The nation is in the midst of determining the shape and priorities of its Defence Force in the wake of Afghanistan and a neighbourhood packed with expanding militaries equipped with highly sophisticated hardware and cyber systems. Australia's technology advantage is rapidly vanishing.
Defence planners are faced with the need to replace and update warplanes, ships, submarines and army systems at massive cost, linked to fast-evolving cyber technologies that will require expensive integration.
Decisions need to be made soon on major assets that will see decades of service.
This comes as Australia struggles with a declining economy and a Government bent on austere budgets. Already, the earlier commitment to a new fleet of 12 submarines to replace the troubled Collins class is under review.
A defence white paper next year will outline what the Government intends. Abbott has promised it will be a fully-funded plan for maintaining a "more capable, well-equipped but affordable" military, and to restore defence spending to 2 per cent of gross domestic product within a decade.
Recent history is not encouraging. In the past 40 years only former Liberal Prime Minister John Howard's 2000 white paper reached its target.
In 2011-12 defence funding fell to 1.6 per cent of GDP, its lowest level since 1938. The Australian Strategic Policy Institute said lifting it to Abbott's goal would require real annual spending increases of 5 per cent.
But among the decisions that need to be made now are the replacement of the Air Force's ageing F/A-18 fighters, the Collins submarines, and the Anzac frigates.
With an ever-tightening belt and delays and cost overruns in major projects, defence is already struggling. It is now almost certain a fourth air warfare destroyer will not be built in a programme that is already more than A$300 million ($325 million) over budget. Most of the army's 59 Abrams tanks are mothballed or otherwise out of service. Training exercises have been pared.
Yesterday the Government announced a A$12.4 billion programme for 58 F-35 Joint Strike Fighters to replace the Air Force's strike jets. Australia wants up to 86 of the controversial American stealth fighters to maintain a powerful edge over its neighbours.
The US programme has been hit by delays and ballooning costs. The jets were originally expected to be flying with the RAAF by now: instead, Australia paid more than A$3 billion for a "fill-in" fleet of 24 Super Hornets, and A$1.7 billion for 12 Growler electronic warfare versions.

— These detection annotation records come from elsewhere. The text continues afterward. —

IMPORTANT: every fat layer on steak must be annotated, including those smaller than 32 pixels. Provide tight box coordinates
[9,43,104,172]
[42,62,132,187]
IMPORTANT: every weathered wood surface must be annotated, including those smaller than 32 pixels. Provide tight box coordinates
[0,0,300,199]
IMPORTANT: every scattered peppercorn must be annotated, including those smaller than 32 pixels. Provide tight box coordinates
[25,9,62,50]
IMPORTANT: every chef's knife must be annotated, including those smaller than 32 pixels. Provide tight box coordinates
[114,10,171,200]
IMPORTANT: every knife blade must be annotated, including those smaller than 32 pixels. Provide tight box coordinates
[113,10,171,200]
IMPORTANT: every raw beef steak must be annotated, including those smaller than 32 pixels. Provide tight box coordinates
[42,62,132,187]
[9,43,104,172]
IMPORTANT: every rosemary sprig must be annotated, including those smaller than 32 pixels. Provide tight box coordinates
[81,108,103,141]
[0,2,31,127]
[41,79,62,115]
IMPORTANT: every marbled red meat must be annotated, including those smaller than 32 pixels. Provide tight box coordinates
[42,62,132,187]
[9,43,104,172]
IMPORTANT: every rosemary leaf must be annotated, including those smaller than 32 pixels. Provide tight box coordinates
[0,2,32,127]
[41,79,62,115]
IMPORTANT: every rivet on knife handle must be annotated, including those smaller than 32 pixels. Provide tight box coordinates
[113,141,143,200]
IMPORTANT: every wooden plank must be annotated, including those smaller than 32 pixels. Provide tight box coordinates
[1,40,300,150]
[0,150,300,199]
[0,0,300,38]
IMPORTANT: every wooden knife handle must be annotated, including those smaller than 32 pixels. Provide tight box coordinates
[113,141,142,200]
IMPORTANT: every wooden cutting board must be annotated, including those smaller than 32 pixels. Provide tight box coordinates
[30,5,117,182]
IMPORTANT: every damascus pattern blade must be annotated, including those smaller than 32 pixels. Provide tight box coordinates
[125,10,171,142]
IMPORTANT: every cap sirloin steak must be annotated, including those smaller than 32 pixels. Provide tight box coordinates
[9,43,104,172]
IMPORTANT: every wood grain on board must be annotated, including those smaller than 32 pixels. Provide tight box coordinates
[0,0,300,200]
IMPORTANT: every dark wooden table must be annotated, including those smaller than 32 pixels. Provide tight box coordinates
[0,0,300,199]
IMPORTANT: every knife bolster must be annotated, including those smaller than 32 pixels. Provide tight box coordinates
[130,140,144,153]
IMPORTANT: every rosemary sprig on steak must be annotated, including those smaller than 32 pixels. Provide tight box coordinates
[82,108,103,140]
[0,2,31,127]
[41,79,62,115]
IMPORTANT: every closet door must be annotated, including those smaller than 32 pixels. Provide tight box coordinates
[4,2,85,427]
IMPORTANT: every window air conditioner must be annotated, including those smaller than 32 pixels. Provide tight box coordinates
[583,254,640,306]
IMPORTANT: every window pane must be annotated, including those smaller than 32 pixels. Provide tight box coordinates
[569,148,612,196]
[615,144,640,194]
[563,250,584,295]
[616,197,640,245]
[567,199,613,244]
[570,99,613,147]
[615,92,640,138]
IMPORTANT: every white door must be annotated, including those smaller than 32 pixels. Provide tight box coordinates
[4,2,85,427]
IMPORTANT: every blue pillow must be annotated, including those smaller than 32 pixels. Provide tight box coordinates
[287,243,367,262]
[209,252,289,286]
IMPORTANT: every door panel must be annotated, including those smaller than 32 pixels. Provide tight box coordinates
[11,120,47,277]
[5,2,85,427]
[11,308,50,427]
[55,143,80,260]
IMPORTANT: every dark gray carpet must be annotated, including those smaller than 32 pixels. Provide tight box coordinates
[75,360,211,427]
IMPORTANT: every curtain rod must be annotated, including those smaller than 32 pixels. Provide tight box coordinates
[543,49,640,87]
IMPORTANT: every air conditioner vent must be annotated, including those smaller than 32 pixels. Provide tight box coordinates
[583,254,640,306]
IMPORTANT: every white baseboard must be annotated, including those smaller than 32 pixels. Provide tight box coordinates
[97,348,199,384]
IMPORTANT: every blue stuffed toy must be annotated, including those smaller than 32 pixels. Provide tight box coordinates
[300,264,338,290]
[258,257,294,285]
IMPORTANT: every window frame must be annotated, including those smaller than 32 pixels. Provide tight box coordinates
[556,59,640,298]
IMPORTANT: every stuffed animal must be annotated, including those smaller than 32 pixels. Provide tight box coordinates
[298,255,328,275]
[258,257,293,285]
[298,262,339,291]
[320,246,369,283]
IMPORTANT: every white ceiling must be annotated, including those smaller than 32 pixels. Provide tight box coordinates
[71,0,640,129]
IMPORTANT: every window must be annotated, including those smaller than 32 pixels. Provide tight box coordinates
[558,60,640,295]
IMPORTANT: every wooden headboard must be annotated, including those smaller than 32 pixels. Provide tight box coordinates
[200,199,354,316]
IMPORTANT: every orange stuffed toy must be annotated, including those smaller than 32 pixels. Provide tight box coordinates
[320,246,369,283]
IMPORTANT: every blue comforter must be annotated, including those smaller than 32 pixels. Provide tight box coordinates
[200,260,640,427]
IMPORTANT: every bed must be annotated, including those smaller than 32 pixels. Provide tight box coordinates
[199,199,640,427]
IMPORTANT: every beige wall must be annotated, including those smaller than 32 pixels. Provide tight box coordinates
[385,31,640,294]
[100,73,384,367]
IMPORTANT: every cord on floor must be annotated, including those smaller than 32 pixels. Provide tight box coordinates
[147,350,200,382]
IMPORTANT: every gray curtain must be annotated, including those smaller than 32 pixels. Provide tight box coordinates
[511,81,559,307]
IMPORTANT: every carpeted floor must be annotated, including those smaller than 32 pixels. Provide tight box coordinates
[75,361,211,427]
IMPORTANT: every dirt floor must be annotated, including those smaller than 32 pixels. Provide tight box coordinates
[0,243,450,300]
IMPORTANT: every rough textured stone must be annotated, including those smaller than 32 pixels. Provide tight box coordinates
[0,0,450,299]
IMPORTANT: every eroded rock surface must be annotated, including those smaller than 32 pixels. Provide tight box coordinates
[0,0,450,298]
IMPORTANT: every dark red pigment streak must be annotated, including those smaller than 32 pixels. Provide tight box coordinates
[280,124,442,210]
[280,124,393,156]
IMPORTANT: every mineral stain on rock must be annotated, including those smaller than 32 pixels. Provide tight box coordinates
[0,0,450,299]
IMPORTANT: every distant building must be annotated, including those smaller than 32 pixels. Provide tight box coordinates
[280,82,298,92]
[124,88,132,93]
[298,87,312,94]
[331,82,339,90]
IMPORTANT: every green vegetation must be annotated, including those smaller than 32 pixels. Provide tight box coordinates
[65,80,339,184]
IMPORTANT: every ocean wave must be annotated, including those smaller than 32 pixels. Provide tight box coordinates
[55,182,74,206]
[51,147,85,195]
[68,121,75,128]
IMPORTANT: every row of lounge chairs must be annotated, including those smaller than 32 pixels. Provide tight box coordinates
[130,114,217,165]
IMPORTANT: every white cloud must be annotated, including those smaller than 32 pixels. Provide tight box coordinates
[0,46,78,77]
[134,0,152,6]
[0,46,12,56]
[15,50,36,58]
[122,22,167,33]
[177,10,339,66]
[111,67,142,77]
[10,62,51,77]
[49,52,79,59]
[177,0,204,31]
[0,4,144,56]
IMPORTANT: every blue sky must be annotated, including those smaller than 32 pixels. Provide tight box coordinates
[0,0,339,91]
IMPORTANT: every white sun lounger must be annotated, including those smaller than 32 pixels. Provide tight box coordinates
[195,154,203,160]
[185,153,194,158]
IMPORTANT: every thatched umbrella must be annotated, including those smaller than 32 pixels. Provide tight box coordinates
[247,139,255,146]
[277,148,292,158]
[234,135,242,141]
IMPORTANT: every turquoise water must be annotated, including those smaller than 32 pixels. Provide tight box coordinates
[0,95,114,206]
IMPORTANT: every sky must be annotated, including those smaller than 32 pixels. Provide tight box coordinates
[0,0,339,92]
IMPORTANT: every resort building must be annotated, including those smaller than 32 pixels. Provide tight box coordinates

Australia has already bought 14 of the new F-35 fighters.
The Government is also planning a new submarine fleet to replace the Collins class, so unreliable that for long periods only one submarine was operational.
Large and expensive fix-it programmes have boosted performance and allowed the Navy to operate "two and frequently three" boats at a time.
This has given Abbott some breathing space. The life of the Collins fleet will be extended by at least five years, putting a retirement date back to about 2033.
But Defence Minister David Johnston said recently an early decision was needed to make sure replacements were ready. How many, and of what kind, have yet to be determined.
Johnston refused to confirm earlier plans for doubling the size of the submarine fleet to 12 boats or to choose between the options: an off-the-shelf boat modified to Australian requirements, an "evolved" version of an existing submarine, or an entirely new design.
"It is fair to say I am still working the problem," he said.